Journal:Exploration of organic superionic glassy conductors by process and materials informatics with lossless graph database
Full article title | Exploration of organic superionic glassy conductors by process and materials informatics with lossless graph database |
---|---|
Journal | npj Computational Materials |
Author(s) | Hatakeyama-Sato, Kan; Umeki, Momoka; Adachi, Hiroki; Kuwata, Naoaki; Hasegawa, Gen; Oyaizu, Kenichi |
Author affiliation(s) | Waseda University, National Institute for Materials Science |
Primary contact | Email: oyaizu at waseda dot jp |
Year published | 2022 |
Volume and issue | 8 |
Article # | 170 |
DOI | 10.1038/s41524-022-00853-0 |
ISSN | 2057-3960 |
Distribution license | Creative Commons Attribution 4.0 International |
Website | https://www.nature.com/articles/s41524-022-00853-0 |
Download | https://www.nature.com/articles/s41524-022-00853-0.pdf (PDF) |
This article should be considered a work in progress and incomplete. Consider this article incomplete until this notice is removed. |
Abstract
Data-driven material exploration is a ground-breaking research style; however, daily experimental results are difficult to record, analyze, and share. We report a data platform that losslessly describes the relationships of structures, properties, and processes as graphs in electronic laboratory notebooks (ELNs). As a model project, organic superionic glassy conductors were explored by recording over 500 different experiments. Automated data analysis revealed the essential factors for a remarkable room-temperature ionic conductivity of 10−4 to 10−3 S cm−1 and a Li+ transference number of around 0.8. In contrast to previous materials research, everyone can access all the experimental results—including graphs, raw measurement data, and data processing systems—at a public repository. Direct data sharing will improve scientific communication and accelerate integration of material knowledge.

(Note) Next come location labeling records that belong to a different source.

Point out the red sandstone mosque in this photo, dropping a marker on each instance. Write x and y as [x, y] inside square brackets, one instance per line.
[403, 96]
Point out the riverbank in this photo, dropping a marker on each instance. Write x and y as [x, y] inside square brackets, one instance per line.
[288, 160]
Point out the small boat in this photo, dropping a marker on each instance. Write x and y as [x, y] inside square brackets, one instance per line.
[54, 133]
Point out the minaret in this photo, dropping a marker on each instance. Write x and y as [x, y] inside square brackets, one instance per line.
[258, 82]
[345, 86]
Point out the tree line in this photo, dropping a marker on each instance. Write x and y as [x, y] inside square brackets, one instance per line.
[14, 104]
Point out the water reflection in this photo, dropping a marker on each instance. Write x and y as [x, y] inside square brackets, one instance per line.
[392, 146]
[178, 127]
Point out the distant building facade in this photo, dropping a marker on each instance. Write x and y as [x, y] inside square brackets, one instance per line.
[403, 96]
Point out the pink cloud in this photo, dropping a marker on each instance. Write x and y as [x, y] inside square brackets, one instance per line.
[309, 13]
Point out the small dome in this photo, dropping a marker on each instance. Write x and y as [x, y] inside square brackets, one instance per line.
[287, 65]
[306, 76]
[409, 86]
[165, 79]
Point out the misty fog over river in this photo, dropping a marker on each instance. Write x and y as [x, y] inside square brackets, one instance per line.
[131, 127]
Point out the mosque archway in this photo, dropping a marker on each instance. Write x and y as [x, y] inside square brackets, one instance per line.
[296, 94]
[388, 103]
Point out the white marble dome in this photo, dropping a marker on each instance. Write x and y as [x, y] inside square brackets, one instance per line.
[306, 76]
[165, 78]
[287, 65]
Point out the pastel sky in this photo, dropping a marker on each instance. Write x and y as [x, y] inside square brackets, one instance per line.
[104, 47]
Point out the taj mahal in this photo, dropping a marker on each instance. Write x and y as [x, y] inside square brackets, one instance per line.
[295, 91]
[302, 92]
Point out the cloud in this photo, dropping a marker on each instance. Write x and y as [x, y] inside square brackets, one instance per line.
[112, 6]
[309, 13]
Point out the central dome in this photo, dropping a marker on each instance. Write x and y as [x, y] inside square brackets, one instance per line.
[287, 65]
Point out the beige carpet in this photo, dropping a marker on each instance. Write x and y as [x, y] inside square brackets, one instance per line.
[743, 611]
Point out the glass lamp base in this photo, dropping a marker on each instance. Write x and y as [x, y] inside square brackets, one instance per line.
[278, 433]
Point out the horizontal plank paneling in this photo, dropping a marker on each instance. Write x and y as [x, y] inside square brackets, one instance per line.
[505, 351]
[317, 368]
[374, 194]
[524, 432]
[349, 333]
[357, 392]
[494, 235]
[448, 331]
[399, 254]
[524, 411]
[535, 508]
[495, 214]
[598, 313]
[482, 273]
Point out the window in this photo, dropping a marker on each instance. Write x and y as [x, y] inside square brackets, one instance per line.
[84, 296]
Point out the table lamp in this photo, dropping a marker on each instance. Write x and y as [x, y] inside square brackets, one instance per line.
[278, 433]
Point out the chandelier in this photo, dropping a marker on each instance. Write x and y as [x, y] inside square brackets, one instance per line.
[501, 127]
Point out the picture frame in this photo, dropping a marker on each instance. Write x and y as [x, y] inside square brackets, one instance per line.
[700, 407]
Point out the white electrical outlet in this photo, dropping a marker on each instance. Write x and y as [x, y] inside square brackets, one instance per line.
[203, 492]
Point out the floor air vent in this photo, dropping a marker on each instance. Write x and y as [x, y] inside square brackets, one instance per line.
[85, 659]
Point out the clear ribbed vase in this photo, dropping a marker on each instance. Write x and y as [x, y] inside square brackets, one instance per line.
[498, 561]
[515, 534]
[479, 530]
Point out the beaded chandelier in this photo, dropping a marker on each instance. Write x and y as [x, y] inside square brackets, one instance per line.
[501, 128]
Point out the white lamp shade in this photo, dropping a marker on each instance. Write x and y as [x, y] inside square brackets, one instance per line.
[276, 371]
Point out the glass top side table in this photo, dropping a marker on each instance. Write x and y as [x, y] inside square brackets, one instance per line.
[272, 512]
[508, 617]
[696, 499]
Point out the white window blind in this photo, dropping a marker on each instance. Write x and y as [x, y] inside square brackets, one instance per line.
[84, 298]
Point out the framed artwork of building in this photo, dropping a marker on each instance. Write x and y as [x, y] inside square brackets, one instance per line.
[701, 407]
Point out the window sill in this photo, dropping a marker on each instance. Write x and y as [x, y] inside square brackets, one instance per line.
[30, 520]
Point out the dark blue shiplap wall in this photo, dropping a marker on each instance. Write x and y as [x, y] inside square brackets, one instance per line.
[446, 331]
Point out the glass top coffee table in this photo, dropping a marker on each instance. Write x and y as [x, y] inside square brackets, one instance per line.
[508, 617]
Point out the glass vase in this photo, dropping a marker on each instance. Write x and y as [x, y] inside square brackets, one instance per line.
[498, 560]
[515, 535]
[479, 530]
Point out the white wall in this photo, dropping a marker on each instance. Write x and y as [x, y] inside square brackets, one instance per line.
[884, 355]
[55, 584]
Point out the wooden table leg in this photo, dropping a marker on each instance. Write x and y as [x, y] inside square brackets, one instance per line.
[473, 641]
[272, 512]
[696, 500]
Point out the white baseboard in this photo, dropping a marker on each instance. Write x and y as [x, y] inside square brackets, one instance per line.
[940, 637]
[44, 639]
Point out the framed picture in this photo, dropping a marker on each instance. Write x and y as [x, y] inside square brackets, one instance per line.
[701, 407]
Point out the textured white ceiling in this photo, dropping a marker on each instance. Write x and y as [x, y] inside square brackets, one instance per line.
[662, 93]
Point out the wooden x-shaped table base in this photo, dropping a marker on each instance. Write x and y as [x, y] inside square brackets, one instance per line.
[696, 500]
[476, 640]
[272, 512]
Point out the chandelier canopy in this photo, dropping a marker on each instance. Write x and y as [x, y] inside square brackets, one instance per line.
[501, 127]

Keywords: materials science, materials informatics, electronic laboratory notebook, data sharing
Introduction
Materials informatics is the study of the data-oriented understanding of materials science data, represented by structures, properties, mechanisms, and protocols. [1] Artificial intelligence (AI) has been used in the field for automated material design, massive data analyses, and accelerated experiments with robots to advance the discovery of materials for energy- and environment-related applications. [1,2,3,4,5]
A long-term challenge in materials informatics and materials science is lossless data sharing by the scientific community. [6] Although materials and devices are sensitive to their preparation processes, materials databases and scientific documents generally do not provide sufficient information. [1,7,8] Most databases focus on structure–property relations and ignore or shorten the preparation protocols. [1,4,6,8] Experimental methods are available in scientific journals, but only specialists can appropriately extract the structure–property–process relationships from the text, and automated text parsing by AI is not yet practical. [7,9] Furthermore, detailed information—including non-representative experimental protocols, lot numbers of reagents, and raw measurement data—is often omitted from articles, which leaves major uncertainties about a material's data. As such, researchers may need to improve their communication style to achieve lossless material data sharing.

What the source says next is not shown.